Mapa de las rutas comerciales en donde se aprecian los recorridos realizados por las embarcaciones españolas durante varios siglos.
A la tranquilidad y rutina que acompañaban los días que duraba la travesía se les sumaba las propias limitaciones para distraerse. Además de las faenas a las que dedicaban parte de su día los tripulantes del galeón, es sabido que el único instante en el que disponían de cierta relajación de sus quehaceres era durante las comidas. Dicho momento, que rompía perfectamente con la monotonía diaria, era el preferido de una tripulación que contaba únicamente con dos raciones diarias y, por tanto, de dos momentos al día para mantenerse ociosos. La comida, más bien escasa, estaba basada en una dieta en donde lo más usual era el arroz, las pasas, el tocino, la carne y el pescado (que se consumía semanalmente), y la harina, con la que se realizaban las tortas o los bizcochos. Y, por supuesto, mucho vino o vinagre con agua cuando ésta, por la dureza de la travesía, empezaba a estropearse. A esta dieta exigua se debía sumar las limitaciones de espacio, ya que al caer la noche, y mientras el galeón surcaba los mares, pasajeros y tripulantes iban a descansar eligiendo los mejores sitios que pudieran. No se dormía totalmente a la intemperie pero sí costaba organizarse, más aún cuando las comodidades estaban reservadas a algunos ilustres pasajeros, al capitán y a oficiales de alto rango.
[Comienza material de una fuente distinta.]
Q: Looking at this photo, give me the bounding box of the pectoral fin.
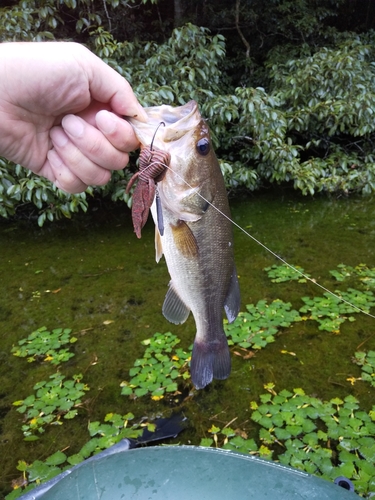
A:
[162,282,190,325]
[155,226,163,262]
[171,220,198,258]
[224,266,241,323]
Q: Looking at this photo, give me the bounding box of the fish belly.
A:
[153,193,240,389]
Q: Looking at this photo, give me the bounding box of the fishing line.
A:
[140,158,375,319]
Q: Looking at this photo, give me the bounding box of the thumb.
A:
[83,49,147,122]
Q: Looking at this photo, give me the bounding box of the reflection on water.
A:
[0,193,375,498]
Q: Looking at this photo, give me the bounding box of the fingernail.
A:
[96,109,116,134]
[50,127,69,148]
[132,103,148,122]
[61,115,85,139]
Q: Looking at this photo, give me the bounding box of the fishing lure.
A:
[126,122,171,238]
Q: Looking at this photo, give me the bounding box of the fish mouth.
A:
[126,101,202,149]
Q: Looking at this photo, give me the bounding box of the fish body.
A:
[129,101,240,389]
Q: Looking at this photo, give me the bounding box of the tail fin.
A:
[190,332,231,389]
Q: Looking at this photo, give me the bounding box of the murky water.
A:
[0,192,375,498]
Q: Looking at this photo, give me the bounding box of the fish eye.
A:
[196,137,210,156]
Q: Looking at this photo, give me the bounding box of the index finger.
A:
[83,49,147,121]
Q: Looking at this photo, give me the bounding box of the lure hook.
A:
[150,122,165,151]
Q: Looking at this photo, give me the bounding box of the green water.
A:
[0,192,375,498]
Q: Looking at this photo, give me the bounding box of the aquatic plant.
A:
[353,351,375,387]
[13,372,90,441]
[5,412,143,500]
[300,288,375,333]
[225,299,301,349]
[200,383,375,495]
[264,264,310,283]
[121,332,191,400]
[250,384,375,494]
[329,264,375,289]
[11,326,77,365]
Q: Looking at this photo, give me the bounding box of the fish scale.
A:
[129,101,240,389]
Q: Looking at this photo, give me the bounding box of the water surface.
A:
[0,192,375,498]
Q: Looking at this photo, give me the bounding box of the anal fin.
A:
[224,265,241,323]
[162,281,190,325]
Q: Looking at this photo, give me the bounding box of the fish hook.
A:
[150,122,165,151]
[150,122,165,236]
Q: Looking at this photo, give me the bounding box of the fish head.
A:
[127,101,221,221]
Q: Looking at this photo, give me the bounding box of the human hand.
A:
[0,42,146,193]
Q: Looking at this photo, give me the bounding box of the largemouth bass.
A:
[128,101,240,389]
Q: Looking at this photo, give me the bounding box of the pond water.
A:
[0,191,375,498]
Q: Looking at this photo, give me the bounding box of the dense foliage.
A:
[0,0,375,225]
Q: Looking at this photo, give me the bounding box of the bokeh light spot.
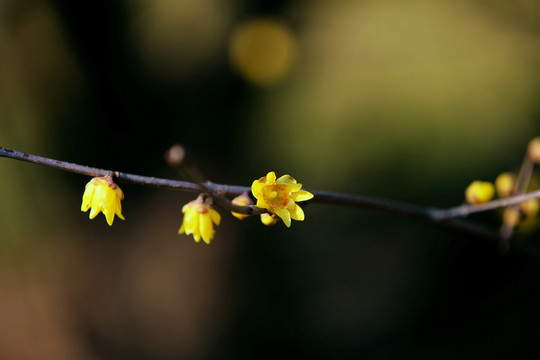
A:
[229,19,297,86]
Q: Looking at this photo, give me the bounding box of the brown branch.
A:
[0,147,540,245]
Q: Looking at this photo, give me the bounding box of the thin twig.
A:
[0,147,540,241]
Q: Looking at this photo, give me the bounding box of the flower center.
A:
[263,184,292,209]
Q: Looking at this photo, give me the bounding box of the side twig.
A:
[4,147,540,242]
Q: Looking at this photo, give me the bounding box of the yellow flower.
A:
[178,196,221,244]
[231,191,253,220]
[495,172,516,197]
[261,213,279,226]
[251,171,313,227]
[465,181,495,205]
[81,175,125,226]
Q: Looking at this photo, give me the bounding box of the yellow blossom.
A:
[495,172,516,197]
[81,175,125,226]
[465,181,495,205]
[519,199,540,217]
[231,191,253,220]
[251,171,313,227]
[178,196,221,244]
[503,206,521,227]
[527,136,540,164]
[261,213,279,226]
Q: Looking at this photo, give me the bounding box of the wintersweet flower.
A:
[251,171,313,227]
[231,191,253,220]
[81,174,125,226]
[465,181,495,205]
[178,196,221,244]
[261,213,279,226]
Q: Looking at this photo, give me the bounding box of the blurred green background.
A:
[0,0,540,360]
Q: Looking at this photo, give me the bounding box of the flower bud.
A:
[495,172,516,198]
[519,199,540,217]
[465,181,495,205]
[261,213,279,226]
[503,206,521,227]
[527,136,540,164]
[231,191,253,220]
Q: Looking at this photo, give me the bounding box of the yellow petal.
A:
[266,171,276,184]
[208,209,221,225]
[178,222,186,234]
[81,182,95,212]
[286,184,302,193]
[182,202,191,213]
[290,205,304,221]
[199,214,214,244]
[257,198,269,209]
[88,204,101,219]
[275,209,291,227]
[291,190,313,201]
[276,175,302,186]
[103,209,114,226]
[115,198,126,220]
[184,209,199,235]
[251,180,265,199]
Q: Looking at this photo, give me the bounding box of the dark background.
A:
[0,0,540,359]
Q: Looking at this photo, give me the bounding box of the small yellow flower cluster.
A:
[178,196,221,244]
[81,174,125,226]
[465,137,540,231]
[81,171,313,244]
[251,171,313,227]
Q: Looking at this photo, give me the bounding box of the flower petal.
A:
[276,175,302,186]
[290,205,304,221]
[199,213,214,244]
[291,190,313,201]
[266,171,276,184]
[208,209,221,225]
[81,182,96,212]
[274,209,291,227]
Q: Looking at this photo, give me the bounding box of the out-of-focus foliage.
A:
[0,0,540,360]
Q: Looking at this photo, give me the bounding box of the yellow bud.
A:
[495,172,516,197]
[231,192,253,220]
[465,181,495,205]
[527,136,540,164]
[261,213,279,226]
[503,207,521,227]
[519,199,540,217]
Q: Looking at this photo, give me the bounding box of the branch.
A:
[0,147,540,245]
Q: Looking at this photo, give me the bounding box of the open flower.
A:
[81,174,125,226]
[465,181,495,205]
[231,191,253,220]
[251,171,313,227]
[178,196,221,244]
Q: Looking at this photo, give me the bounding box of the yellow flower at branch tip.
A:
[251,171,313,227]
[465,181,495,205]
[519,199,540,217]
[261,213,279,226]
[231,192,253,220]
[178,196,221,244]
[81,175,125,226]
[503,206,521,227]
[527,136,540,164]
[495,172,516,197]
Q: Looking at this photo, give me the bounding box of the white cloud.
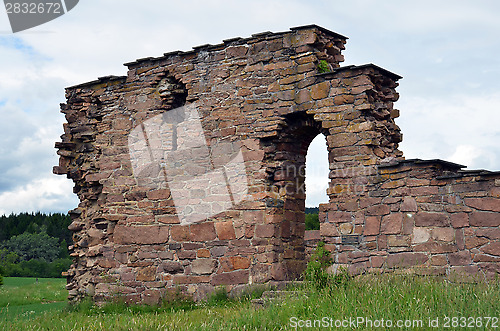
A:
[0,177,78,215]
[0,0,500,212]
[306,134,330,207]
[397,93,500,170]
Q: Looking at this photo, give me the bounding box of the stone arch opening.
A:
[264,113,328,281]
[306,134,330,214]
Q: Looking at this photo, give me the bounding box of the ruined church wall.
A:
[54,26,498,303]
[320,160,500,280]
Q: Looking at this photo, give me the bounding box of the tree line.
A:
[0,212,72,278]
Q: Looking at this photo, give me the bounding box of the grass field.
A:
[0,276,500,331]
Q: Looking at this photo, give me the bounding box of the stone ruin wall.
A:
[54,25,500,303]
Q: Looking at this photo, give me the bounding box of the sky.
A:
[0,0,500,215]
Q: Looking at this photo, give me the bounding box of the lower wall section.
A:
[316,160,500,279]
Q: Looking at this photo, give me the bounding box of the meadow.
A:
[0,275,500,331]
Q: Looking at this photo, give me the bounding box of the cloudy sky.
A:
[0,0,500,215]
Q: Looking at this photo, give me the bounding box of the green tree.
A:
[2,232,60,262]
[306,214,319,230]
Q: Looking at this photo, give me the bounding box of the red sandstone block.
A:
[386,252,429,268]
[170,225,191,242]
[174,275,210,285]
[413,242,457,254]
[481,241,500,256]
[328,211,353,223]
[255,224,276,238]
[363,216,380,236]
[476,228,500,239]
[431,255,448,266]
[210,270,250,286]
[215,221,236,240]
[450,213,469,229]
[474,254,500,262]
[465,197,500,213]
[156,215,181,224]
[410,186,439,196]
[191,222,217,241]
[370,256,386,268]
[366,205,391,216]
[415,212,450,227]
[219,256,251,272]
[311,82,330,100]
[304,230,321,241]
[469,211,500,227]
[113,225,169,245]
[146,189,170,200]
[455,229,465,250]
[135,266,156,282]
[380,213,403,234]
[431,228,455,242]
[401,197,418,212]
[448,251,472,265]
[196,248,210,258]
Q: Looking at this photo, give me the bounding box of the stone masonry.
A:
[54,25,500,303]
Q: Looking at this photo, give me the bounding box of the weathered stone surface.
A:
[415,212,450,226]
[220,256,251,272]
[386,253,429,268]
[363,216,380,236]
[54,25,500,303]
[432,228,455,242]
[215,221,236,240]
[481,241,500,256]
[448,251,472,265]
[450,213,469,229]
[210,270,250,286]
[135,266,156,282]
[469,212,500,227]
[190,222,217,241]
[380,213,403,234]
[401,197,418,212]
[411,227,431,244]
[170,225,191,242]
[158,261,184,274]
[465,197,500,213]
[191,259,217,275]
[113,225,169,244]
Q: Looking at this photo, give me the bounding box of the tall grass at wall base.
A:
[0,274,500,331]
Los pasajeros (y muy ocasionalmente la tripulación) solían emplear su tiempo en leer, conversar y jugar, y si bien estas eran actividades aceptadas y llevadas a la práctica, la última no era bien vista. A pesar de que en algunas ocasiones las prohibiciones intentaron erradicar el juego ante el peligro que suponía, los dardos y los naipes eran actividades dinámicas que hacían más llevadero el viaje. Y a su vez, derivado de éstas, otras en donde fundamentalmente los pasajeros apostaban su dinero y posesiones. Estas ocupaciones, que hacían que las personas interactuaran entre sí, favorecían que también se llevaran a cabo otras actividades en compañía. A la pesca que se practicaba también se le sumaban las narraciones de historias de diversa índole además de los cantos que amenizaban los momentos de excesivo aburrimiento.
Tal y como hemos dicho, las travesías en los galeones no fueron placenteras en ningún caso y siempre conllevaron muchos sacrificios. Aunque siempre había momentos de distracción que ayudaban a amenizar su día a día, tripulantes y pasajeros debían lidiar con momentos de soledad, de sopor y de miedo ante los ataques y las adversidades que de forma abrupta podían poner punto final a su vida muy lejos de su hogar y de los suyos.
Bibliografía
  • Mira Caballos, E. (2005). Las Armadas Imperiales. La Guerra en el mar en los tiempos de Carlos V y Felipe II, La Esfera de los Libros.
  • Pérez, P.E., (1992). Los hombres del Océano, Diputación Provincial, Sevilla.